Onlangs kwam ik een net geklede man tegen, 38 jaar en er waren wat beperkingen goed zichtbaar met name in zijn benen, Spina bifida (open rug bij de geboorte). Door deze beperking verplaatste hij zich in een rolstoel. Echter aan zijn manier van praten overtuigde hij mij een intelligente man te zijn die goed wist waar hij het over had. Hij, Joas is zijn naam, vertelde mij een gewild advocaat jeugdrecht te zijn. Oei, zijn lichamelijke en geestelijke gesteldheid lieten dus zien een daadwerkelijk contrast te zijn met de ‘gemiddelde’ norm. (fictie)

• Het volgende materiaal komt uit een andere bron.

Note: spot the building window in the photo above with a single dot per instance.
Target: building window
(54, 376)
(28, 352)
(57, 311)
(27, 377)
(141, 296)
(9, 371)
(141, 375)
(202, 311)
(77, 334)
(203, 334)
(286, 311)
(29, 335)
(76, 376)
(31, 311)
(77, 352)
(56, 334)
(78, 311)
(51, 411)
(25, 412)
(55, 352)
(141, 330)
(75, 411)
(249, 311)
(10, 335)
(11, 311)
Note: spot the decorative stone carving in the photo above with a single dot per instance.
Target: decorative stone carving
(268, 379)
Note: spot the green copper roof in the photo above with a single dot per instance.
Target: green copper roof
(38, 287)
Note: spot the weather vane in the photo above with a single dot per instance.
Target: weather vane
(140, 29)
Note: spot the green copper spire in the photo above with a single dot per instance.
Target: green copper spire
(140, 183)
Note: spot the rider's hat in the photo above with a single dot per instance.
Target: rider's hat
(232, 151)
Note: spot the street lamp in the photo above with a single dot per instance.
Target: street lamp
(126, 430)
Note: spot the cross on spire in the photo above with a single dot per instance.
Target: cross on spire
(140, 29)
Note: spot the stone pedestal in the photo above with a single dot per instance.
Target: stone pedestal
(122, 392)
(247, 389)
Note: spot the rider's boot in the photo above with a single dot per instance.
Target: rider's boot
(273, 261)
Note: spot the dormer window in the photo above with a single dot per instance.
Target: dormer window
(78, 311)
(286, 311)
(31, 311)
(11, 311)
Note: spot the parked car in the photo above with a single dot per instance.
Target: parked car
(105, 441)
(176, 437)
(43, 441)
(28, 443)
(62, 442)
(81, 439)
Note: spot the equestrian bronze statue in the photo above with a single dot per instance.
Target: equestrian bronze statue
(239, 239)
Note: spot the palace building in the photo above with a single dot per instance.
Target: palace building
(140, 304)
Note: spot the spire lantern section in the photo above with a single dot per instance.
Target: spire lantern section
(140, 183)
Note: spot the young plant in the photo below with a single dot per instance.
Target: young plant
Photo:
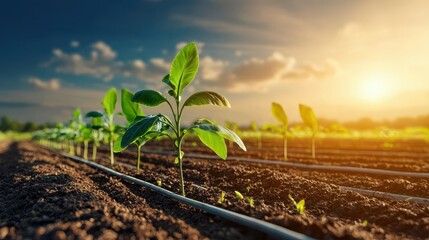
(309, 118)
(96, 127)
(258, 133)
(131, 111)
(280, 115)
(251, 201)
(109, 104)
(183, 70)
(300, 206)
(238, 195)
(221, 198)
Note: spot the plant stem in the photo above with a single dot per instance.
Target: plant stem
(285, 146)
(71, 148)
(179, 146)
(85, 149)
(138, 157)
(313, 147)
(112, 159)
(94, 151)
(78, 149)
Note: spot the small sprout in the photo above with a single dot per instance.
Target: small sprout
(183, 70)
(281, 116)
(238, 195)
(251, 202)
(309, 118)
(300, 206)
(222, 198)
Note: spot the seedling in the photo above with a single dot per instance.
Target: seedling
(96, 126)
(238, 195)
(300, 206)
(222, 198)
(131, 110)
(109, 104)
(251, 201)
(280, 115)
(309, 118)
(183, 70)
(258, 133)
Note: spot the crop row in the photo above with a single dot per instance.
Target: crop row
(99, 126)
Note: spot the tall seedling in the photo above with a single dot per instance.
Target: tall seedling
(309, 118)
(280, 115)
(183, 70)
(109, 104)
(131, 111)
(96, 127)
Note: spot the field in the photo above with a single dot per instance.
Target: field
(48, 195)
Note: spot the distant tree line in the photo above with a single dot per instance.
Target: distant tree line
(7, 124)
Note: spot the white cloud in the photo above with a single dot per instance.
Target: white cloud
(74, 44)
(181, 45)
(211, 69)
(328, 68)
(258, 74)
(104, 49)
(52, 84)
(160, 63)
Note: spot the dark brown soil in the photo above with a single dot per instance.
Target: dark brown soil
(299, 152)
(45, 196)
(331, 212)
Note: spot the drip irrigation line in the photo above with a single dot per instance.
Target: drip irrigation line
(304, 165)
(362, 191)
(270, 229)
(392, 196)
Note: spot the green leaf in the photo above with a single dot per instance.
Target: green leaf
(144, 129)
(77, 115)
(130, 109)
(300, 207)
(149, 98)
(147, 137)
(207, 98)
(184, 67)
(166, 80)
(117, 145)
(93, 114)
(86, 133)
(309, 117)
(279, 114)
(212, 140)
(238, 195)
(109, 101)
(207, 125)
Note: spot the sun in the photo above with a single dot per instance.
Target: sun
(374, 88)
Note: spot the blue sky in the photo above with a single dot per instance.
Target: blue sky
(346, 59)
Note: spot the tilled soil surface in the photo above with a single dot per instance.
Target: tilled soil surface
(331, 213)
(272, 149)
(45, 196)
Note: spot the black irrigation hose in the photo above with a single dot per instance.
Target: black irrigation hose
(268, 228)
(304, 165)
(366, 192)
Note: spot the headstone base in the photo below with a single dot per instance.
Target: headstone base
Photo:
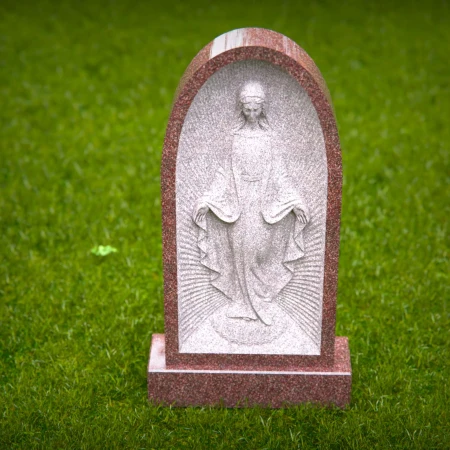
(242, 388)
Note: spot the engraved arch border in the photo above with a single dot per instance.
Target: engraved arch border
(201, 69)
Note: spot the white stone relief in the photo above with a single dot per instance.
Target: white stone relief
(251, 209)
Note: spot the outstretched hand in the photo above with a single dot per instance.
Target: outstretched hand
(200, 212)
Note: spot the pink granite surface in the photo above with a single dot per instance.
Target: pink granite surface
(240, 388)
(265, 45)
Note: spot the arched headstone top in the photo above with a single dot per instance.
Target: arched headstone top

Dan kunnen we dit volgens de meest gebruikelijke manier zeggen van categoriseren bij psychische diagnosen: “Joas is Spina bifida”.
Of nee, beter kunnen we dat niet doen. Want Joas is advocaat. Dus zeggen we:
“Een man met kwaliteiten die leeft met een lichamelijke beperking?”
Mensen zoals Joas zijn in staat om goed te verwoorden wat hun beperking is en welke omgang daarbij vereist is. Op deze manier kunnen zij zich goed opwerken tot een (zelfs hoge) functie en positie in hun maatschappelijke carrière. Nu zie ik persoonlijk niet in waarom hier zo’n groot contrast wordt gevormd tussen psychische en lichamelijke beperkingen. Stigmatiseren we hier onze jongeren en mensen met ASS niet enorm mee? Het stellen en ontvangen van de diagnose kan al een confronterend moment zijn wat je bij je draagt. Laat staan dat je dan ook meteen een autist bént?!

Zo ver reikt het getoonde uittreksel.